Sunday, September 2, 2012

How's Your Cursive?

A Scan of My Great Grandmothers' Scrapbook, 1918 or so.  The page on the left is a recipe written on my GGrandfathers stationary from his bar!  The one on the right is a home remedy.  Can you imagine that's how everyone wrote back then?
Over the last 20 years I've been fascinated with family past.  I've been on for almost that long and have made great strides in research of my ancestors on all different branches.

As my family got word of my obsession with family history, I became the family archivist as well.  I received tons of photos and I am proud to say that just about every one I was given has been posted on for all posterity!  My uncle sent me a box with all kinds of cool stuff that came from my mothers' side of the family.  My Great Grandmothers' Scrapbook, a recipe book, an address book and more were in that box. 

The first time I went through the box was just a cursory look to see if there was any hidden treasure....The second look was to be a little more thorough because I had the time.  The third look I realized I'd found treasure! 

I discovered handwritten correspondence between my great grandparents and other family, recipes, and other notes.  These are precious documents that I had taken for granted on the first glance. 

This is one of my favorite finds.  Notice how beautiful my G-Grandmothers handwriting is.  Then take a look at the ingredients in this potion!

A letter my great grandfather wrote to his son, my grandfather.

He later died that same year during the flu epidemic.

At the last Daughters of the American Revolution meeting I attended, it was reported to the ladies that a proposition was made at the last convention, that the DAR champion and encourage the teaching of cursive handwriting in schools.  I went home and started looking up what was happening to that small, unappreciated art form.

A sample from my grandmothers' address book.  I always loved her handwriting and started making my "G's just like hers to sign my name.

I learned that due to the age of technology, learning the keyboard is higher on the priority list than teaching cursive writing.  I completely understand that we live in an age when the use of the computer grows everyday and that all children should be proficient in its use, otherwise be left in the dust.  I also recognize that teachers have innumerable benchmarks and objectives to meet with their students and little in the way of time to get there. 

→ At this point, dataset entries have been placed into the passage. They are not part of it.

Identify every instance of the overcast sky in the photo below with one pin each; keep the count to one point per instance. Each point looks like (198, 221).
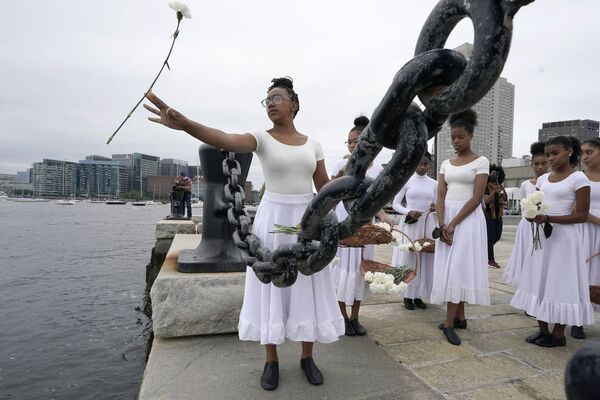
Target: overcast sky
(71, 70)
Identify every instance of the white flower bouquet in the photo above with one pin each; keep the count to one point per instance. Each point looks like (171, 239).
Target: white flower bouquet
(388, 282)
(532, 206)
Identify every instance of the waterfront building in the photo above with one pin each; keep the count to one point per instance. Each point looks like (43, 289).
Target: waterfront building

A lovely sample of handwriting by my cousin Catharine Ann accepting the invitation to my parents wedding.

Matthew J. Gaiger wrote, "Because children are developing their fine motor skills, cursive writing allows them to gradually improve their eye-hand coordination versus straight lines that strain students. The first step in developing our cognitive abilities is the development of our fine motor skills.  As our brains learn to connect our inner worlds to the external universe, we begin to recognize abstract ideas like awareness of others and perception.  Cursive writing affords us the opportunity to naturally train these fine motor skills by taking advantage of a child’s inability to fully control their fingers.  This means cursive writing acts as a building block versus as a stressor.  With a less strenuous learning experience, children can progress in their learning at a faster, more efficient rate."  Beth McKinney goes into a lot more detail about how cursive writing stimulates and develops the brain.  I found it disturbing when she noted that, "As information replaces industry in the marketplace, parents, educators and students themselves have come to place more emphasis on the development of knowledge over the development of physical skills. Those who work with their hands are considered less valuable than those who work with their bodies in many sections of our society."  As one who works with my hands I consider that a slap in the face.  There needs to be a change in that type of thinking! 
Here's a letter to my Aunt Cecilia from one of our cousins in Ireland.  I believe they were teenage pen pals during this time.  It was a long letter so I'm only showing the first and last page.

As I mentioned earlier, I see cursive writing as an art form.  I remember being so proud to bring home good grades in penmanship and  I think I was good at it because I could also draw.  I liked making my letters and eventually having a very nice handwriting.  I've read many studies regarding the impact that learning to draw has on cognitive functions of the brain and I see many similarities between the findings there and those regarding cursive handwriting.  I feel ashamed of myself that I've gotten away from it.....both cursive writing and drawing.

Another letter from a cousin in Ireland.  I think it's interesting to look at the different styles of handwriting as much as to read what people were interested in chatting about from one continent to the next.

I think I'll pick up a pen and start practicing my letters and begin handwriting some notes from now on.  One day my descendents may find them in a box of stuff that is passed down to them and I'll be able to torture them into learning to read and write cursive, all the way from the grave!